In the end, Dr. Robinson posed the question of why BMJ would have published the Leo letter without checking with JAMA to see if an investigation or failure to disclose letter was underway, since it created unfair media coverage of Dr. Robinson’s “relationship (or more accurately, lack of relationship) with Forest Laboratories.”

Interestingly, in this new era of transparency, it seems that forgetting what one did five years ago or this afternoon, is all relevant to the conflicts of interest police.

This is exactly why conflicts of interest policies at journals must be more flexible, agile, and individually focused.  For doctors like Robinson who have not had a direct connection to industry in five years, policies should reflect this separation.

Not every physician is going into a revolving door from hospital, medical school, and industry.

Instead, physicians are using varied experiences to supplement their pay, and to gain valuable clinical research and consulting experience to advance their treatment and services to provide better quality healthcare for their patients.

This chain of reaction created by a “no-name” doctor is a perfect example of why conflicts of interest policies must not be extreme (as they presently are), because physicians whose expertise are demanded, and whose knowledge and experience provide innovative developments, almost always have involvement in professional associations, or speaking events.

While disclosure is certainly required, the stigma associated with acknowledging such involvement can be burdensome, as Dr. Robinson notes in his letter.

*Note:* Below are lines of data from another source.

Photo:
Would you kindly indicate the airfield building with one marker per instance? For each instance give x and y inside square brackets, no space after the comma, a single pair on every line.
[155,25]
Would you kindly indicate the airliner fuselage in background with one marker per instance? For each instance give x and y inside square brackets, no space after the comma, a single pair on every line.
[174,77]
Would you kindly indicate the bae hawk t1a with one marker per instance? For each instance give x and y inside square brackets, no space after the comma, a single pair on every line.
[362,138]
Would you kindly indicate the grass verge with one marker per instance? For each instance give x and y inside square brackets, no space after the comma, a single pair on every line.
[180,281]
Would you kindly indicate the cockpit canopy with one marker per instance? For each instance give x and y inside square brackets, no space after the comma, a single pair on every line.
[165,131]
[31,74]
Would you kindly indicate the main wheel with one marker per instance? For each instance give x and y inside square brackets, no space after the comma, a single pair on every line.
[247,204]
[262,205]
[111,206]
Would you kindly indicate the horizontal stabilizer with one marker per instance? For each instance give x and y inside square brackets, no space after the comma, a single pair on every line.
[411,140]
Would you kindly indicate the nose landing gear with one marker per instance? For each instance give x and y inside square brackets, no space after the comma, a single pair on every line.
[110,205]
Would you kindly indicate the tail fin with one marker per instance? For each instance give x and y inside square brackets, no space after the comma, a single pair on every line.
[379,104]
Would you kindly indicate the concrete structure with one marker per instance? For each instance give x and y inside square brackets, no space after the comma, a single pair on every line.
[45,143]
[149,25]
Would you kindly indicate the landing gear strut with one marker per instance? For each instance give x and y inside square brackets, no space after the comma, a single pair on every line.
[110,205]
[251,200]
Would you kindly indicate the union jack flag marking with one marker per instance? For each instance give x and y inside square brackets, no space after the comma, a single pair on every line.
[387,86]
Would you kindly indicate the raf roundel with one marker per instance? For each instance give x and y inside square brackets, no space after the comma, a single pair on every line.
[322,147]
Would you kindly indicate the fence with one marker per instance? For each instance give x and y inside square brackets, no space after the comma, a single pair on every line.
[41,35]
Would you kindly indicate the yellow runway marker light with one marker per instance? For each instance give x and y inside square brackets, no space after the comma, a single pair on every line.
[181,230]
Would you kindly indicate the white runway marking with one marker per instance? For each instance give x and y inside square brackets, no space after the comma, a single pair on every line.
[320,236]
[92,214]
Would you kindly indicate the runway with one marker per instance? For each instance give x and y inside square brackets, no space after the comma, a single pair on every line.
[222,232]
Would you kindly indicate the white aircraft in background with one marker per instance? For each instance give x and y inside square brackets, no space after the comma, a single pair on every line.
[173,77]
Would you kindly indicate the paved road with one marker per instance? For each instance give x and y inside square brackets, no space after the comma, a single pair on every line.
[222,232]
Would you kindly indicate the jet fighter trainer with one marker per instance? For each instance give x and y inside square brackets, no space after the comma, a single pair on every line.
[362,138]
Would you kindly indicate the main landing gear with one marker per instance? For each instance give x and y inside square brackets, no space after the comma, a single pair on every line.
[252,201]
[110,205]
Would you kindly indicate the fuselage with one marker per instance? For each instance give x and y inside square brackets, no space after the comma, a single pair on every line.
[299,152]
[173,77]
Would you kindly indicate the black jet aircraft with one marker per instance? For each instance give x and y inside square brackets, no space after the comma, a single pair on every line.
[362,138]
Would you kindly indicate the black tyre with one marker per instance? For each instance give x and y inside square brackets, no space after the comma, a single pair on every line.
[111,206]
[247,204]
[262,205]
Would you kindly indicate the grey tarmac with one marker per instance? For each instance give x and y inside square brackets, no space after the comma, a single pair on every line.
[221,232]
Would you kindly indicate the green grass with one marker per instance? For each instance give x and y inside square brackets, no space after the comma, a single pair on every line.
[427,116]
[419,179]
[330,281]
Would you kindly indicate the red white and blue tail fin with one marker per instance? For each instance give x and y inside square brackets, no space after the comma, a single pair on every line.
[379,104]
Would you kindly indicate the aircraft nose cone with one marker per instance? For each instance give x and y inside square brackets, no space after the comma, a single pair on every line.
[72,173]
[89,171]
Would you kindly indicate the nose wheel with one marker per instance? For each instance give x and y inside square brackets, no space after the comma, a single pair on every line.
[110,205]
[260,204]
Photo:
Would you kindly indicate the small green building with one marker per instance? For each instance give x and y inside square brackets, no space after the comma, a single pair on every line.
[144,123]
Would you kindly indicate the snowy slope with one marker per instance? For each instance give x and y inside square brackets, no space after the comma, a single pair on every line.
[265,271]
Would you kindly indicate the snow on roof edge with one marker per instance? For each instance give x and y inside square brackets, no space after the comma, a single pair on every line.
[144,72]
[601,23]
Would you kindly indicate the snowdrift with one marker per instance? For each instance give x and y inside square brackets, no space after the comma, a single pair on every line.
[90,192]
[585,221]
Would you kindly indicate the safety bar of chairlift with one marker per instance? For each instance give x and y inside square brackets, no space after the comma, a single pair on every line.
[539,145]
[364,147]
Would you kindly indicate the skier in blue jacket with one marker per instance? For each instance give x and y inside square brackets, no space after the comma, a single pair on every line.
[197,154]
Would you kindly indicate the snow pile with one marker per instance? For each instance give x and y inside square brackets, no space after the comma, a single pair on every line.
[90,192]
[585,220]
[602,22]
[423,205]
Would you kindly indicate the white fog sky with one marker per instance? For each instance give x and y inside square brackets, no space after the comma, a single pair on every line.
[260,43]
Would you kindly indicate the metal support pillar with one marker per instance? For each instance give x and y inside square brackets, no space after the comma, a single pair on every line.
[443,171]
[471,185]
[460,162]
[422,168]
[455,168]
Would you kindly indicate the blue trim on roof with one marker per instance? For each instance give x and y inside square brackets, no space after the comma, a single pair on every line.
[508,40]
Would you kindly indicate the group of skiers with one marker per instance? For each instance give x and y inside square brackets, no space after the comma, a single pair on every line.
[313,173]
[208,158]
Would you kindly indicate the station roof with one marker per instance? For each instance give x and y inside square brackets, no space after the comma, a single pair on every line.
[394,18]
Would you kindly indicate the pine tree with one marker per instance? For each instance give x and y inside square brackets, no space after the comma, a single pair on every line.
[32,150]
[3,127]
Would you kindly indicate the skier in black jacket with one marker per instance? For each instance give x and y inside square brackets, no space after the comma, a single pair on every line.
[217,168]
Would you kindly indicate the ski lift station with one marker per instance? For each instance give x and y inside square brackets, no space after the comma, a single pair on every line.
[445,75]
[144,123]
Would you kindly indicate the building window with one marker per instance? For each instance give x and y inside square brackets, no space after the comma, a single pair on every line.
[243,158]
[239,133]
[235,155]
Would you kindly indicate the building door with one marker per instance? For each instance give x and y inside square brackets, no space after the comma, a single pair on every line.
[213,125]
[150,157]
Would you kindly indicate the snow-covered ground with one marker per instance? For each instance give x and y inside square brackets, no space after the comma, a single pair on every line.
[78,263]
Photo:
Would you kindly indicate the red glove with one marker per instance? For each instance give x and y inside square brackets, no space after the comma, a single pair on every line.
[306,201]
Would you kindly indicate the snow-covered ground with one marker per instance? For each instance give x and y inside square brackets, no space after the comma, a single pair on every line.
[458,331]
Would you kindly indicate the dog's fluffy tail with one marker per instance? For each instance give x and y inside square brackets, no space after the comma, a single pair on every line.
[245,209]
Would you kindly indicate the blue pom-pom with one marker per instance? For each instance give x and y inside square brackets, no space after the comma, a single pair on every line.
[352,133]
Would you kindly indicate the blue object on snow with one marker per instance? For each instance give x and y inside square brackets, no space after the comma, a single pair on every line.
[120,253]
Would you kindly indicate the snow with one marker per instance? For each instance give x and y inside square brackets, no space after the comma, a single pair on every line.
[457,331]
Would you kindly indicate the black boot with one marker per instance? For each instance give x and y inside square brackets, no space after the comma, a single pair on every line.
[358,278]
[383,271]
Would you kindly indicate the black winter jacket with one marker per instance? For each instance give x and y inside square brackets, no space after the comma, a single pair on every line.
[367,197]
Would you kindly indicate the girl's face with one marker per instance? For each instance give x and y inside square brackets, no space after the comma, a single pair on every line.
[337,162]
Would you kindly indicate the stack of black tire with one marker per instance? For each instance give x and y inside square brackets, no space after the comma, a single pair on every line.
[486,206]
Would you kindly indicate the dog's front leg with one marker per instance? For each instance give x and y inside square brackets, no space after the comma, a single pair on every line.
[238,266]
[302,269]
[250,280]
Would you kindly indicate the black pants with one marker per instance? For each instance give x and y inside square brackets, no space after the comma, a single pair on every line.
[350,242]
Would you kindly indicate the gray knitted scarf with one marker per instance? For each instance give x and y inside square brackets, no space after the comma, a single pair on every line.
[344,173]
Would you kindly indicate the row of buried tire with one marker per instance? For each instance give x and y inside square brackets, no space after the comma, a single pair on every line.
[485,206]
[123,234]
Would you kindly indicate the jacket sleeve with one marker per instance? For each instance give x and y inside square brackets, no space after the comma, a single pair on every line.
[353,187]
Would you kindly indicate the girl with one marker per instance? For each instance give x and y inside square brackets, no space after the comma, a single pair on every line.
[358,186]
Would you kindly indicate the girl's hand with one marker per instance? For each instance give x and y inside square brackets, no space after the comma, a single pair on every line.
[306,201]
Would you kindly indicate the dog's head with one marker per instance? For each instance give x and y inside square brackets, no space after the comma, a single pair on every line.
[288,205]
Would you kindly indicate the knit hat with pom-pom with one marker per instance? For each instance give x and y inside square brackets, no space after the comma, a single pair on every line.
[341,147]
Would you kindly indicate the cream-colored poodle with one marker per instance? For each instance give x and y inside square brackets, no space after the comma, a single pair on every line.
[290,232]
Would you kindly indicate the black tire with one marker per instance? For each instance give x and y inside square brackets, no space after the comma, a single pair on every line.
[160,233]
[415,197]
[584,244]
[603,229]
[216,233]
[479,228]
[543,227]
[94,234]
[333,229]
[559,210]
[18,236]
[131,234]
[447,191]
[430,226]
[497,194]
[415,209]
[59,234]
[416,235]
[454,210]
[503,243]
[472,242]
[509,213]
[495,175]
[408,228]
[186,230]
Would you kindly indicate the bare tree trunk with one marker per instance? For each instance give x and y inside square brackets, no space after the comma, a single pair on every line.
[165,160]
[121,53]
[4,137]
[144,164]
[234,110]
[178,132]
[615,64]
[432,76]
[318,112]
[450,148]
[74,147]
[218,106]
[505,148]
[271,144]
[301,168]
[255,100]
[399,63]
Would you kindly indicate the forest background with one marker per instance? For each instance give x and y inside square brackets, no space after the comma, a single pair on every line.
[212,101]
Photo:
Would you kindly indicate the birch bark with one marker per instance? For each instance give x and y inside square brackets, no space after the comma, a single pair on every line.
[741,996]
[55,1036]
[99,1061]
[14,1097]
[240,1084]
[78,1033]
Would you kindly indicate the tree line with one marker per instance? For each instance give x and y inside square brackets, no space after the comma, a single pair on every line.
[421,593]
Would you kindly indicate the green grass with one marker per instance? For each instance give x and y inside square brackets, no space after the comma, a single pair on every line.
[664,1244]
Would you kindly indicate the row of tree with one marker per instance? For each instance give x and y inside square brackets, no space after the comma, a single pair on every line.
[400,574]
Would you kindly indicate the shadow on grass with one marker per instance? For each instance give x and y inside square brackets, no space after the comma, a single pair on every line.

What if doctors were to adopt the Obama policy, in other words, where members of his Administration cannot have lobbied for the past two years, and after leaving the Administration, cannot lobby for two more years on any issues that pose conflicts?

But then again, Obama still has a lot of unfilled positions – is this because of this policy?  Has he not already issued exceptions to these conflicts of interest?  Are not a lot of those positions going to be filled with a lot of people with little experience, or mostly academics who lack the insight into “being in the trenches?”

How would a policy like this play out in the medical field where research and science are in the highest demand ever, there is a large and growing shortage of physicians, and the healthcare system is failing?

Are physicians going to be banned from research and clinical studies, because they forget they were once on a board, or because they were on the board in the first place?  Have we forgotten the value professional associations with industry and others provide to advancing research and clinical studies?

The answer is there is no end to this, conflicts abound and not all perceived conflicts are actual conflicts. 

There is a lot of fear from academic physicians being banned from publication for disagreeing with a journal or exposing their faults.  Academic physicians and researchers serve as slaves to the journals.  Publish or perish, their careers are basically decided by the quantity and quality of the journals they publish in. 

Several large journals have adopted “perceived conflicts of interest” as their criteria for rejecting or accepting authors. 

As long as journal editors have the license to call a dean and threaten a ban on his faculty or institution on all future publications (as the JAMA editors did with Professor Leo and his Dean), the need for reforming journals grows day by day.